La guerre menée par les djihadistes sunnites de l’EIIL pourrait redessiner les frontières du Moyen-Orient comme l’a démontré la spécialiste américaine du Moyen-Orient Robin Wright dans une tribune au New York Times, mais les enjeux de cette guerre ne sont pas seulement géopolitiques. Cette escalade sunnite en Irak pourrait avoir une importante répercussion sur le pétrole, une situation que les Occidentaux craignent.
Après la prise de la deuxième ville d’Irak Mossoul par les djihadistes sunnites, l’hypothèse sur l’implosion du pays se confirme davantage. L’éclatement ne concerne pas seulement l’Irak mais aussi le Moyen Orient étant donné que l’EIIL compte poursuivre son implantation autour de son fief de Raqqa. Avec son objectif d’instaurer un « califat » islamique sur les zones occupées, l’EIIL pourrait mettre fin aux frontières héritées de l’empire ottoman et de la période coloniale. Les sunnites sont entassés entre la Syrie et le nord de l’Irak. Ce qui pourrait diviser en trois Etats la Syrie (Kurde, Alaouite et Sunnite) et l’Irak (Sunnite, Chiite et Kurde) alors que c’était pour éviter ce scenario que George Bush avait décidé de mettre fin à la guerre du Golfe en 1991. Les djihadistes sunnites sont sur le point de finir la quête menée par les Kurdes dans le nord de l’Irak sur son autonomie à l’égard du gouvernement central à majorité chiite. Le Kurdistan irakien s’affirme comme un Etat indépendant depuis qu’il exporte son pétrole sans l’aval de Bagdad. Trois jours après la prise de Mossoul, les djihadistes ont assiégé la capitale de la province de Salah ad-Din, Tikrit, et continuent d’avancer vers Bagdad. En effet, l’EIIL continue de prendre d’assaut plusieurs villes au Sud, à une centaine de kilomètres de la capitale. La souveraineté de l’Irak et le pétrole sont mis en cause.

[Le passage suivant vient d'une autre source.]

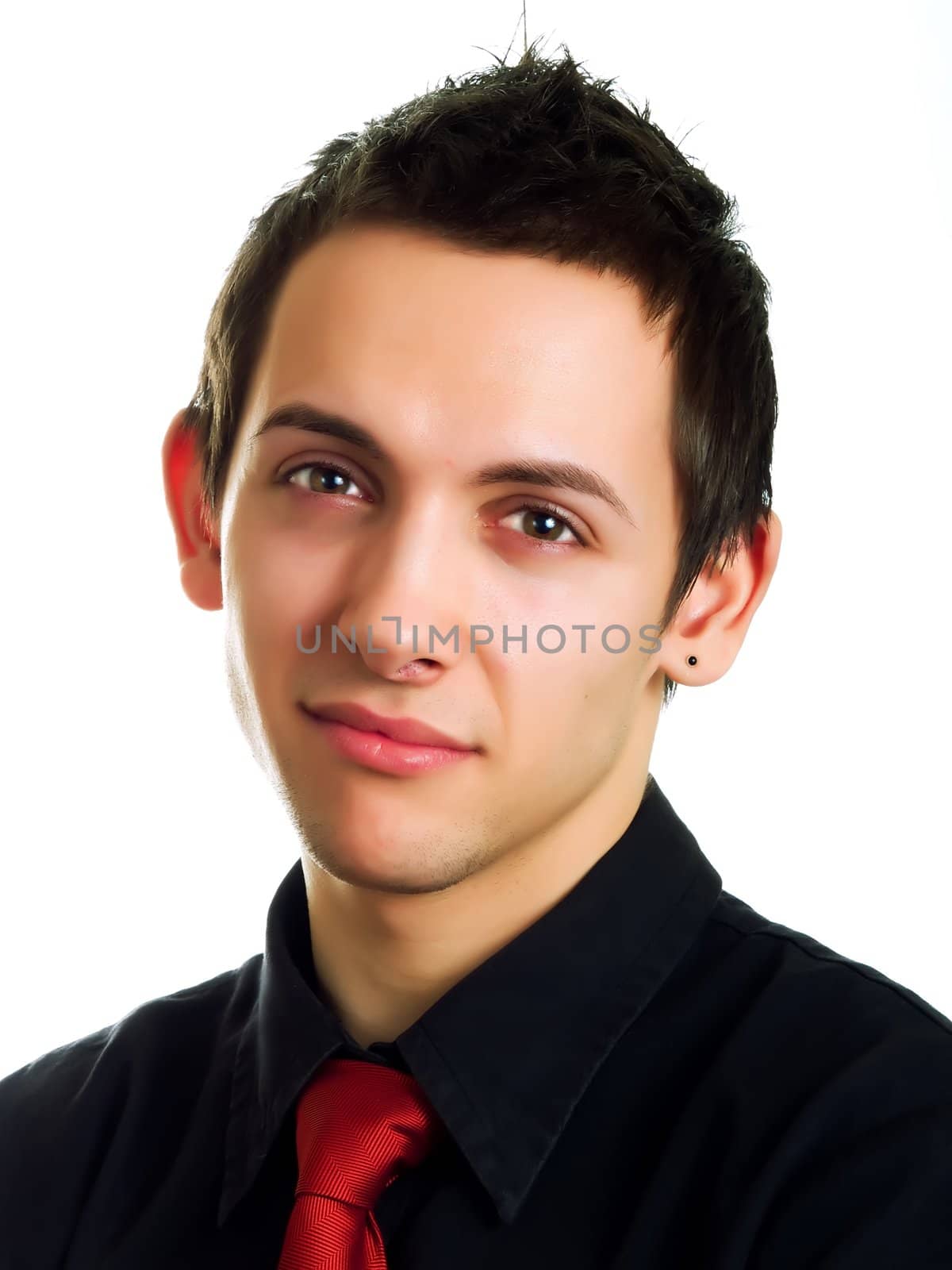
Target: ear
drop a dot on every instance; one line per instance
(715, 615)
(196, 537)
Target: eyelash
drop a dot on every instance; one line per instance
(532, 506)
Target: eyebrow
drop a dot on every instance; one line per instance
(552, 473)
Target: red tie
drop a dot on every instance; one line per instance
(359, 1127)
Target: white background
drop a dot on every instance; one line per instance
(141, 845)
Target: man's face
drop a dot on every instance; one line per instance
(454, 362)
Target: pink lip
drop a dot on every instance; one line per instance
(408, 730)
(382, 753)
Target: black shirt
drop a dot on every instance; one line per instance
(651, 1075)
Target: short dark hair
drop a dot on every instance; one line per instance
(541, 159)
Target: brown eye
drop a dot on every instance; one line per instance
(545, 524)
(332, 479)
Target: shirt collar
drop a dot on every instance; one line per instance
(585, 969)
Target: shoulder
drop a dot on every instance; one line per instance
(848, 1076)
(117, 1083)
(822, 984)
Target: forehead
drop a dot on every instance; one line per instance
(406, 330)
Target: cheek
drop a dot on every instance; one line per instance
(273, 588)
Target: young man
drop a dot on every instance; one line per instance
(479, 470)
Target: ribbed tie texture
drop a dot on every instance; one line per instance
(359, 1127)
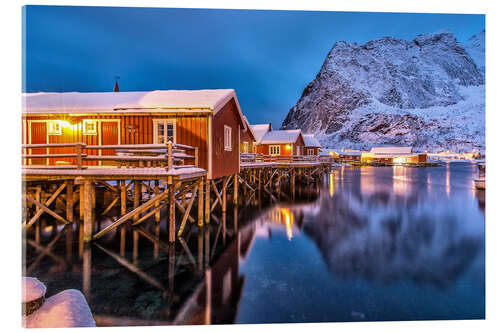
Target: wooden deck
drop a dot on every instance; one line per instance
(143, 179)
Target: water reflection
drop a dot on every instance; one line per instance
(377, 244)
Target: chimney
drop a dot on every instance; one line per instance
(116, 88)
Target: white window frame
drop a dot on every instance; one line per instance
(227, 138)
(54, 127)
(89, 121)
(277, 149)
(165, 122)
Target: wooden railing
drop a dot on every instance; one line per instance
(258, 158)
(168, 155)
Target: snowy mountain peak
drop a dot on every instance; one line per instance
(390, 90)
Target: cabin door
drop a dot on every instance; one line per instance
(109, 132)
(38, 135)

L’offensive des islamistes sunnites en Irak met une pression sur le marché avec l’enjeu sur le pétrole qu’elle pourrait engendrer. Certes, les exportations ne sont pas encore menacées mais le cours du pétrole a déjà commencé à grimper. La majorité des champs pétroliers sont entassés dans le nord et au centre de l’Irak. Et jeudi dernier, les islamistes sunnites ont déjà encerclé le champ de Bai Hassan et la raffinerie de Baiji qui produit 320.000 barils par jour. Néanmoins, l’offensive des djihadistes n’a pas encore touché le sud, près du Golfe persique et de la ville de Bassorah, où sont regroupées les principales zones d’exploitation pétrolière du pays. A noter que l’Irak exporte actuellement 3,5 millions de barils par jour, soit l’équivalent de son niveau de production dans les années 70, après une baisse à 2 millions lors de l’intervention américaine en 2003. La production pétrolière est le moteur de la croissance du pays et constitue 4% de la demande mondiale. En fin de semaine dernière, le baril de Brent bondissait à 112 dollars – son plus haut niveau depuis le début de l’année – alors que le cours oscillait entre 105 et 111 dollars. Mais la nervosité du marché est stimulée sur l’intérêt que pourrait porter l’EIIL en contrôlant la chaîne de production pétrolière en Irak. En effet, celui qui contrôle le pétrole possède un important levier sur le marché international. Et l’EIIL pourrait l’utiliser pour financer la guerre en Syrie, d’autant plus que le financement actuel de l’organisation s’appuie sur la vente de pétrole de la région sur le marché noir et le prélèvement d’un impôt dans les zones occupées. Selon certaines informations, l’escalade de Mossoul a permis à l’organisation de récolter 300 millions de dollars. Mais ce qui pourrait affecter de près l’équilibre du marché du pétrole sera la position que l’EIIL va prendre en s’emparant du pouvoir central. La première option est que les djihadistes pourraient menacer par exemple de réduire les exportations à certains pays. La seconde option est qu’ils pourraient inonder le marché de pétrole. Dans tous les cas, les offensives djihadistes ou plus précisément leur prise de contrôle pourraient faire fuir les entreprises américaines et pourraient avoir un impact potentiel sur la production.